In your case: $e=\frac{1}{\sqrt{2}} [1,1]^t$, which means that $e_i e_j=\frac{1}{2}$.
The definition of $f$ tells us that $U$ is its image and $W$ its kernel. Moreover, the restriction of $f$ to $U$ is the identity map. If we assume that both $U$ and $W$ are nontrivial, then with a suitable choice of basis the matrix of $f$ is $\operatorname{diag}(1,0)$, i.e., $$A = B\begin{bmatrix}1&0\\0&0\end{bmatrix}B^{-1}$$ for some invertible matrix $B$.

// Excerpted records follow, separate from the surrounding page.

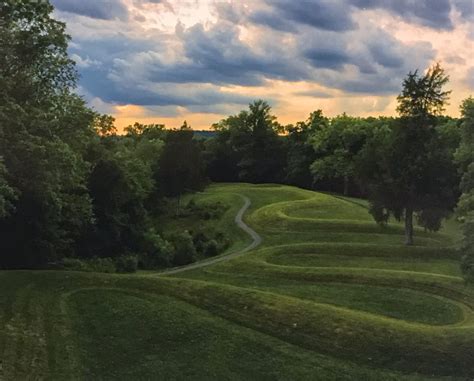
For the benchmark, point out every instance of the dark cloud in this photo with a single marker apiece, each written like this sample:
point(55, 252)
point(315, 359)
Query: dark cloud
point(386, 52)
point(432, 13)
point(97, 9)
point(321, 14)
point(466, 8)
point(314, 94)
point(285, 15)
point(327, 57)
point(272, 20)
point(99, 84)
point(218, 56)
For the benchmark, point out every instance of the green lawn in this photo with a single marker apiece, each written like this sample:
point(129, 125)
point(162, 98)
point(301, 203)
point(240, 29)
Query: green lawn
point(329, 295)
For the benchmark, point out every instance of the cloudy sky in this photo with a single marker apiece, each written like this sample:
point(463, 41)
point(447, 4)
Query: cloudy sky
point(164, 61)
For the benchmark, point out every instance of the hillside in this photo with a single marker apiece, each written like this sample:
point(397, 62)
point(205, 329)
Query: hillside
point(328, 294)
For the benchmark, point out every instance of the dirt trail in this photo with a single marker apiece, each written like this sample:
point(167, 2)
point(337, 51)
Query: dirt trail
point(256, 240)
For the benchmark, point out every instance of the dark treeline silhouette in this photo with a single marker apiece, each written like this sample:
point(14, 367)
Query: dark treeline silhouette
point(71, 187)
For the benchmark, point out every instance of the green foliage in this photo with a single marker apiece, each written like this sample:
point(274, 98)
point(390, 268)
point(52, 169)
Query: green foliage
point(126, 264)
point(184, 250)
point(156, 251)
point(423, 95)
point(100, 265)
point(336, 147)
point(408, 167)
point(251, 149)
point(344, 302)
point(465, 209)
point(301, 154)
point(181, 167)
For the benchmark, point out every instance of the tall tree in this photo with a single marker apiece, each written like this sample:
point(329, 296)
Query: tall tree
point(256, 150)
point(300, 151)
point(336, 147)
point(409, 169)
point(44, 131)
point(465, 159)
point(181, 164)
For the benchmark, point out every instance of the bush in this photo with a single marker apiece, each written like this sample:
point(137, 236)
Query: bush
point(185, 251)
point(157, 252)
point(211, 248)
point(100, 265)
point(126, 264)
point(204, 211)
point(467, 268)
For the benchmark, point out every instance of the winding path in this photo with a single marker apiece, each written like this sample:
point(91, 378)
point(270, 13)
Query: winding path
point(256, 241)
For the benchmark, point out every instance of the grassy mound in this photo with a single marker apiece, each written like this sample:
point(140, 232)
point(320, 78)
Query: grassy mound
point(328, 293)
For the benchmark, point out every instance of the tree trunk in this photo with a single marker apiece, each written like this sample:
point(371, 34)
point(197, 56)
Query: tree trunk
point(408, 226)
point(346, 185)
point(178, 205)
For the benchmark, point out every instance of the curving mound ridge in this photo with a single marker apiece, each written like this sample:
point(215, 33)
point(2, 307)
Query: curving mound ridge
point(327, 294)
point(349, 287)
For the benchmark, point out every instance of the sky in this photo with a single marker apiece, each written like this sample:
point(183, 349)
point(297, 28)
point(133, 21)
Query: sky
point(166, 61)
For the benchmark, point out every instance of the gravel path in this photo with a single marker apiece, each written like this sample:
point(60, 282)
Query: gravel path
point(256, 240)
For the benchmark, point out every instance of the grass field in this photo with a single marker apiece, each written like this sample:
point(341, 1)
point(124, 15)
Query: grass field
point(329, 295)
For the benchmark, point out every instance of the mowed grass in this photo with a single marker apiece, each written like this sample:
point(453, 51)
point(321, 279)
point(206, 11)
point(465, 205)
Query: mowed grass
point(329, 295)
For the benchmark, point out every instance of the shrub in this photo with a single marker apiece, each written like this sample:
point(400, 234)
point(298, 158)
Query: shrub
point(74, 264)
point(126, 264)
point(211, 248)
point(157, 252)
point(100, 265)
point(185, 251)
point(204, 211)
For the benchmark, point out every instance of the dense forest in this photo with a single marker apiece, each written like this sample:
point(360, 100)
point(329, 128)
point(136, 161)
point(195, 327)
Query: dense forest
point(75, 192)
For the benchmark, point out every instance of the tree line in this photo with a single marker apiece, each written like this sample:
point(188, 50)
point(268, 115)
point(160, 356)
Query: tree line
point(71, 186)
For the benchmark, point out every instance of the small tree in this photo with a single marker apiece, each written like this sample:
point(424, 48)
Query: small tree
point(408, 169)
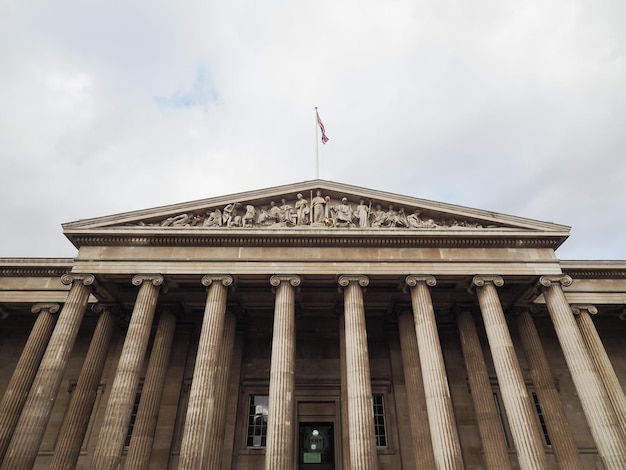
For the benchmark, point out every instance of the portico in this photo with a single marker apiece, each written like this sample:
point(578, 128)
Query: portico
point(310, 344)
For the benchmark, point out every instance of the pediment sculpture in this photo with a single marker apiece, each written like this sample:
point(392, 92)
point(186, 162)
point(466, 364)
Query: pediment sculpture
point(317, 211)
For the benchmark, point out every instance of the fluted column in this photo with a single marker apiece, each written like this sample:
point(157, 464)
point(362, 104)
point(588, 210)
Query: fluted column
point(602, 362)
point(489, 426)
point(202, 394)
point(360, 409)
point(108, 451)
point(517, 403)
point(595, 403)
point(215, 435)
point(559, 430)
point(418, 416)
point(24, 446)
point(76, 419)
point(279, 453)
point(445, 439)
point(141, 440)
point(25, 371)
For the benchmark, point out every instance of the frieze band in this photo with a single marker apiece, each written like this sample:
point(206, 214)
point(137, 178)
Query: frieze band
point(317, 211)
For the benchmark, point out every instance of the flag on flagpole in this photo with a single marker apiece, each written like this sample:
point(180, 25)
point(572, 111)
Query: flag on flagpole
point(319, 122)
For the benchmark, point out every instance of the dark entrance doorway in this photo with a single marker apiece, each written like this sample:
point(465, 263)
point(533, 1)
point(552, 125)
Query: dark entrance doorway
point(317, 447)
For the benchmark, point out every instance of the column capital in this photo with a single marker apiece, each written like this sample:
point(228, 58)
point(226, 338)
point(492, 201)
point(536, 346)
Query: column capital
point(347, 279)
point(50, 307)
point(480, 280)
point(562, 279)
point(292, 279)
point(414, 279)
point(577, 309)
point(155, 279)
point(517, 310)
point(209, 279)
point(69, 278)
point(102, 307)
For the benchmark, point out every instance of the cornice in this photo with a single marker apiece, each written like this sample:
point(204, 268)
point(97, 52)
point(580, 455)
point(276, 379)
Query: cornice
point(594, 269)
point(35, 267)
point(395, 239)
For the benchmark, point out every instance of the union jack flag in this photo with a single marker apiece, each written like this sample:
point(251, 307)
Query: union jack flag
point(321, 124)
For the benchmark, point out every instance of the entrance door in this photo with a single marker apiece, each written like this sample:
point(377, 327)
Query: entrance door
point(317, 447)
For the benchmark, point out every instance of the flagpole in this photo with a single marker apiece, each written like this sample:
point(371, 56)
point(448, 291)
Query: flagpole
point(317, 148)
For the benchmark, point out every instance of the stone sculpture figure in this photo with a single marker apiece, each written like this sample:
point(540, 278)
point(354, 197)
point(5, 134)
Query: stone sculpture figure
point(302, 210)
point(378, 216)
point(319, 208)
point(362, 213)
point(274, 214)
point(213, 219)
point(230, 217)
point(249, 217)
point(342, 213)
point(287, 214)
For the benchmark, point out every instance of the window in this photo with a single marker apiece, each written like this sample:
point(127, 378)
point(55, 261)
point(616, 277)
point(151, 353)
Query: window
point(257, 421)
point(542, 420)
point(380, 427)
point(502, 419)
point(133, 417)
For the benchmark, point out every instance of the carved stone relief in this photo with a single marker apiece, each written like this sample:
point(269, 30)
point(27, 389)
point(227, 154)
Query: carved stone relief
point(317, 211)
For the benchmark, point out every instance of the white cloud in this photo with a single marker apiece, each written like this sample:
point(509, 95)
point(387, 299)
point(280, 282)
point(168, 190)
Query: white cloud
point(507, 106)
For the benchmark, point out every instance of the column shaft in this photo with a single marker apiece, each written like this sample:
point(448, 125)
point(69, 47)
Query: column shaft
point(522, 420)
point(561, 437)
point(202, 394)
point(345, 419)
point(140, 448)
point(279, 453)
point(595, 403)
point(445, 439)
point(215, 437)
point(602, 362)
point(108, 451)
point(25, 371)
point(360, 409)
point(489, 426)
point(24, 446)
point(418, 416)
point(76, 418)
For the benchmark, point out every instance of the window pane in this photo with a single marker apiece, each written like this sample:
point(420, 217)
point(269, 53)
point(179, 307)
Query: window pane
point(257, 421)
point(379, 421)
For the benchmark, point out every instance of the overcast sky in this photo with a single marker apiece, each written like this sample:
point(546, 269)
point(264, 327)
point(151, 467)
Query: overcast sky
point(514, 107)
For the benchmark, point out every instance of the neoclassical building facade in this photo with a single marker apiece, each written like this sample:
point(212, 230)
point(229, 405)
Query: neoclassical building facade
point(312, 326)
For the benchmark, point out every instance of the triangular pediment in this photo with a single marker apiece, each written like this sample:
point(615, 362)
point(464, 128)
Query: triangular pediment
point(312, 206)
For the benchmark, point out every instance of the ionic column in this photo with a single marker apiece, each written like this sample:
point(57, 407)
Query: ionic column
point(360, 409)
point(76, 418)
point(418, 416)
point(24, 446)
point(215, 436)
point(561, 437)
point(488, 420)
point(202, 394)
point(108, 451)
point(517, 403)
point(141, 440)
point(445, 439)
point(279, 453)
point(595, 403)
point(24, 373)
point(601, 360)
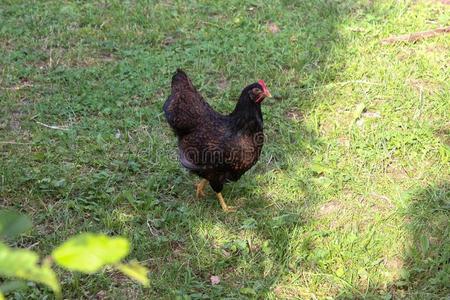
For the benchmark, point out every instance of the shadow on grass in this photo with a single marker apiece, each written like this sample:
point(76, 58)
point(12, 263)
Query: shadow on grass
point(426, 270)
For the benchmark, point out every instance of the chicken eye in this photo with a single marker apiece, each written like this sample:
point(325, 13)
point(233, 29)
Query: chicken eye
point(256, 91)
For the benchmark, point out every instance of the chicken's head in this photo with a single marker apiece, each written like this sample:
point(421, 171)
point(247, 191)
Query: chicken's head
point(259, 91)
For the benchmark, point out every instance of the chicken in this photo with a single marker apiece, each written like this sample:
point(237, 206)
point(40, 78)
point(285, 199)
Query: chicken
point(218, 148)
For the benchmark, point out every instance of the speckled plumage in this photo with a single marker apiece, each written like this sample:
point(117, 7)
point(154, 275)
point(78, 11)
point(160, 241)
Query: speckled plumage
point(216, 147)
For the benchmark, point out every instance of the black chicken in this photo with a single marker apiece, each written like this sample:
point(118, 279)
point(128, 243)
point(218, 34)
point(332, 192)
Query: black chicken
point(217, 148)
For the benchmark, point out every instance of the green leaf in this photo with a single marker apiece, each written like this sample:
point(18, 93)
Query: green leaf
point(424, 244)
point(23, 264)
point(11, 286)
point(247, 291)
point(88, 252)
point(340, 272)
point(359, 109)
point(13, 223)
point(135, 271)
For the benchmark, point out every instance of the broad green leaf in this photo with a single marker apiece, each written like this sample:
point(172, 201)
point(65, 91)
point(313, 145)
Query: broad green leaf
point(89, 252)
point(136, 271)
point(13, 223)
point(23, 264)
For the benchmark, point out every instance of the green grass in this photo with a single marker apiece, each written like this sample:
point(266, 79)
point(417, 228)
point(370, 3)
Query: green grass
point(350, 198)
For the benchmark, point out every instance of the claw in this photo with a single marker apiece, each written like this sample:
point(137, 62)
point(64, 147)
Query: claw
point(200, 188)
point(225, 207)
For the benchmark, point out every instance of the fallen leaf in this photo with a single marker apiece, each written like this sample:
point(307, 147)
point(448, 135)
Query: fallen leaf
point(215, 280)
point(272, 27)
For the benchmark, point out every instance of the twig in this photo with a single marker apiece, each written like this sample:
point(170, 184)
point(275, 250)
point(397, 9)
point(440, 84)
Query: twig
point(412, 37)
point(52, 126)
point(13, 143)
point(333, 84)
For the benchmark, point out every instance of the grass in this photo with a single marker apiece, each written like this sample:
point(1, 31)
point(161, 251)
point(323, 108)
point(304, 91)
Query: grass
point(350, 198)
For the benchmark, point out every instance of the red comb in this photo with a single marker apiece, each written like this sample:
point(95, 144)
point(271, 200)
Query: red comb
point(263, 84)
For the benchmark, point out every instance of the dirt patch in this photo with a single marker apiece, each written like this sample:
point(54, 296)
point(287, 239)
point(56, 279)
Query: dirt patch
point(295, 115)
point(329, 208)
point(422, 85)
point(223, 83)
point(272, 27)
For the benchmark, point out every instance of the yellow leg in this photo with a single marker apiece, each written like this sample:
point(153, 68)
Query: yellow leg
point(200, 187)
point(225, 207)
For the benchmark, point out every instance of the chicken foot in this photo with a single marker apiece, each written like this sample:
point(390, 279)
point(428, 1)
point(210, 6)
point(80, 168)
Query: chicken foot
point(225, 207)
point(200, 188)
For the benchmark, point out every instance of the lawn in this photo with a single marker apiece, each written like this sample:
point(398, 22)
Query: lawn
point(350, 199)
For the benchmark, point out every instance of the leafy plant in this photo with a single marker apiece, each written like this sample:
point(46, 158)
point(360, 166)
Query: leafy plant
point(86, 252)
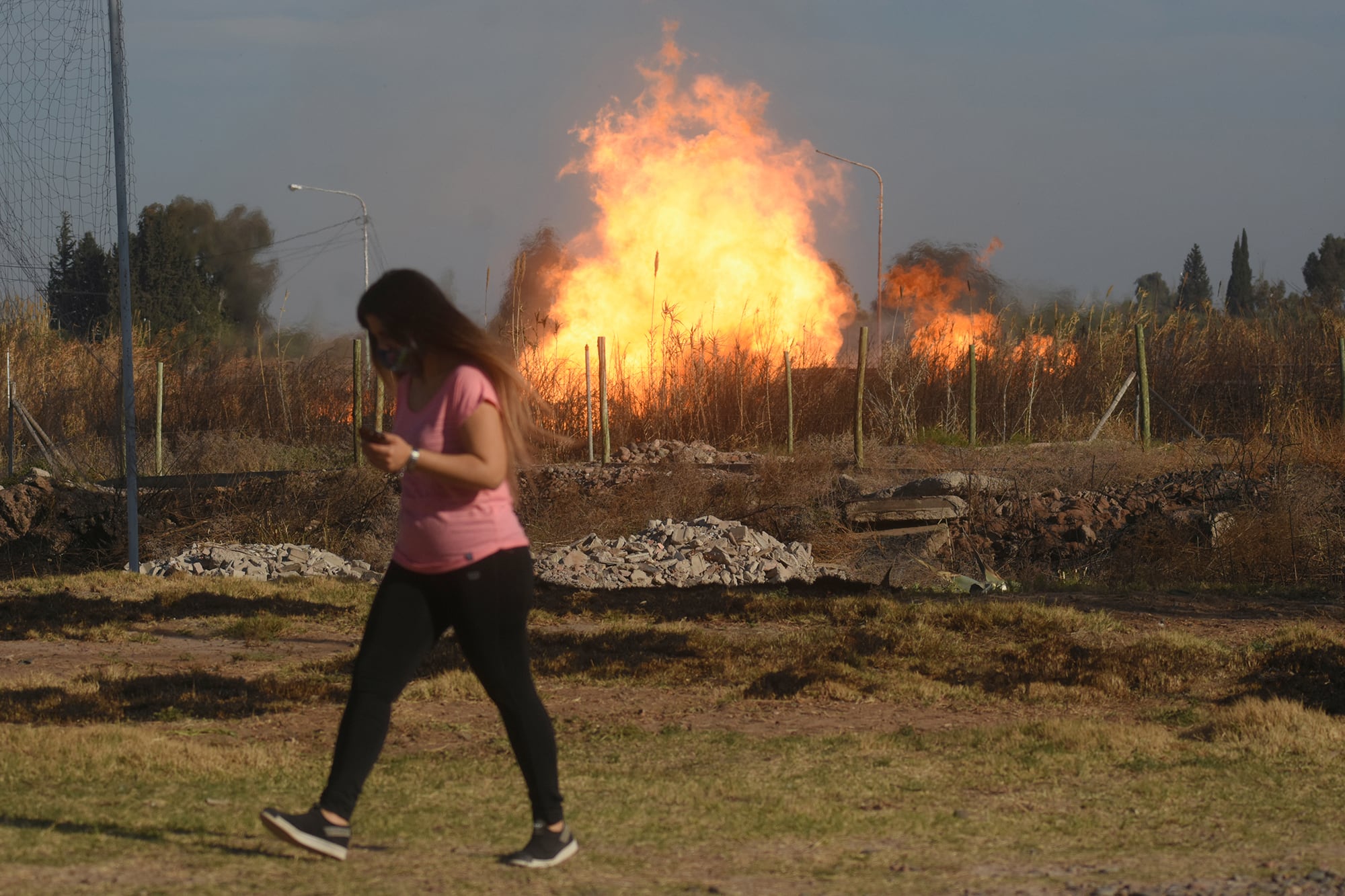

The condition $A(1,1)^T=(1,1)^T$ tells us that $(1,1)^T\in U$. Taking that as the basis for $U$, $$B = \begin{bmatrix}1&*\\1&*\end{bmatrix}.$$ Now, since $V=U\oplus W$, choose any vector that’s not a multiple of $(1,1)^T$ to generate $\ker f$. That vector goes in place of the *s above. For an orthogonal projection, pick a vector orthogonal to $(1,1)^T$.
A similar argument can be made in terms of eigenvalues. The definition of $f$ tells us that the possible eigenvalues of $A$ are $1$ and $0$, and that $(1,1)^T$ is an eigenvector with eigenvalue $1$. $A$ is therefore either the identity matrix (trivial kernel) or similar to $\operatorname{diag}(1,0)$. All that’s left is to choose a vector in the kernel of $f$.
If you allow $U$ or $W$ to be trivial, that opens up the possibilities $A=0$ and $A=I$. We can reject the first since we know of at least one vector that’s not mapped to $0$, but with $W=\{0\}$ we could have the identity matrix.